We may then propose that /Λi/ and /a:i/ are now both part of the underlying vowel system for Scots/SSE; this /Λi/ will merge with /Λi/ found word-finally in Scots, in pay, way words. The establishment of this marginal contrast is of some theoretical importance, since it both testifies to the lexical diffusion of SVLR, and marks a tenuous re-establishment of the length contrast in Scots/SSE. In varieties without consistently long low vowels, the introduction of underlying /a:i/ will provide the only evidence of a length contrast above the lexical level (with the possible exception of a few irregular past tense forms), and will therefore go some way towards guaranteeing that SVLR obeys Structure Preservation. It remains to be seen whether SVLR will continue its diffusion through the other pairs of vowels; given that a quality difference is only apparent for the diphthong, this may be unlikely.


The account of the development of the SVLR given above can be seen to support Kiparsky's (1988) association of diffusing changes with lexical rules, and Neogrammarian changes with postlexical rules, given Harris's (1989) proviso that Neogrammarian/postlexical processes may develop diachronically into lexical rules. SVLR also, to some extent, supports the notion of a life-cycle of changes and rules, suggested by Harris's (1989: 55) view that implementation as a postlexical rule; lexicalization; and fossilization, loss, and integration into the underlying representations reflect `different stages in the ageing process of sound change ... whereby individual changes ... percolate deeper and deeper into the linguistic system'.

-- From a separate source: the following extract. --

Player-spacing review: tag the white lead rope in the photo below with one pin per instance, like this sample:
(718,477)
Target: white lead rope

However, there are three differences between SVLR and Harris's example of æ-Tensing. First, æ-Tensing has become lexical in toto in the varieties where it remains productive, whereas SVLR represents only a partial lexicalization of LLL, which remains postlexically even in the varieties which have innovated SVLR. Secondly, Harris (1989: 54) proposes that, although a newly lexicalized rule may not be structure preserving, `the reassertion of Structure Preservation would then be predicted to dictate the direction of any subsequent change'. The diffusion of SVLR, with the generalization and incipient contrastivity of long [a:i], may represent a case of precisely this reassertion, since the reintroduction of an underlying length contrast will produce renewed conformity of SVLR with Structure Preservation. The principles and constraints of LP seem in some sense both synchronically and diachronically `real', since they not only control the structure of the synchronic phonology, but are also reasserted when disrupted by ongoing change.

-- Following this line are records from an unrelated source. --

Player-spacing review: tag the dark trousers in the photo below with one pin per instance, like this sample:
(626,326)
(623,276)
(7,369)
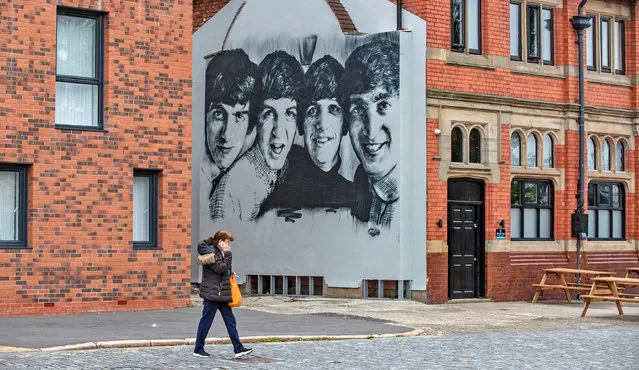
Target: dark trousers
(208,314)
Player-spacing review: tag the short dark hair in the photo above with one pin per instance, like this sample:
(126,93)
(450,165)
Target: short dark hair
(231,78)
(219,235)
(374,64)
(281,76)
(321,81)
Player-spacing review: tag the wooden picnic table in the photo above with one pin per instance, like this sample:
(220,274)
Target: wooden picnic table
(631,270)
(560,274)
(613,292)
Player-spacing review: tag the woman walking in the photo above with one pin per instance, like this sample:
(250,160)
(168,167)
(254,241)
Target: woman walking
(216,257)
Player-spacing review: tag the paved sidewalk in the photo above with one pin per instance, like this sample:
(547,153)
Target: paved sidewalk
(277,318)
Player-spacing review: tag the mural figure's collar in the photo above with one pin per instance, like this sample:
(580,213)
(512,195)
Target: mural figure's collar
(387,188)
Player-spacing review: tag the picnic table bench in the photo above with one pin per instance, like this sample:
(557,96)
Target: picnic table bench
(560,274)
(613,293)
(631,270)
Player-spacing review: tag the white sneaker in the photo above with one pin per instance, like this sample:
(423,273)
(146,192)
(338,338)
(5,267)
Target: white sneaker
(244,352)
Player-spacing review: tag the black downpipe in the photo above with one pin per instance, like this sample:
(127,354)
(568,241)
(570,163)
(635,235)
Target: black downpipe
(580,22)
(399,15)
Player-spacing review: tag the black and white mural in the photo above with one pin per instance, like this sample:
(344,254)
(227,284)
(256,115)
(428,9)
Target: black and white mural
(274,130)
(297,142)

Finally, and perhaps more strikingly, SVLR does not seem to be following exactly the same life cycle as æ-Tensing. æ-Tensing has caused a change at the underlying level in some dialects, but only at the end of a period of increased opacity and fossilization as a lexical rule, which is ultimately lost. However, SVLR neutralized the vowel length distinction in Scots before becoming, or while becoming, a lexical rule. We may then be dealing with two variants of the pathway from sound change to rule to underlying restructuring. One, outlined by Harris, would be characteristic of processes like æ-Tensing, which simply alter some feature value. The other would involve processes like SVLR, which neutralize some pre-existing feature contrast at the sound change stage (and may go on to cause underlying changes later too, as for the first type). This development might be characteristic only of processes which, like SVLR, are analyzed in SGP as involving rule inversion. We will return to this issue, in connection with the deletion and insertion of /r/ in non-rhotic varieties of English, which involves another case of rule inversion.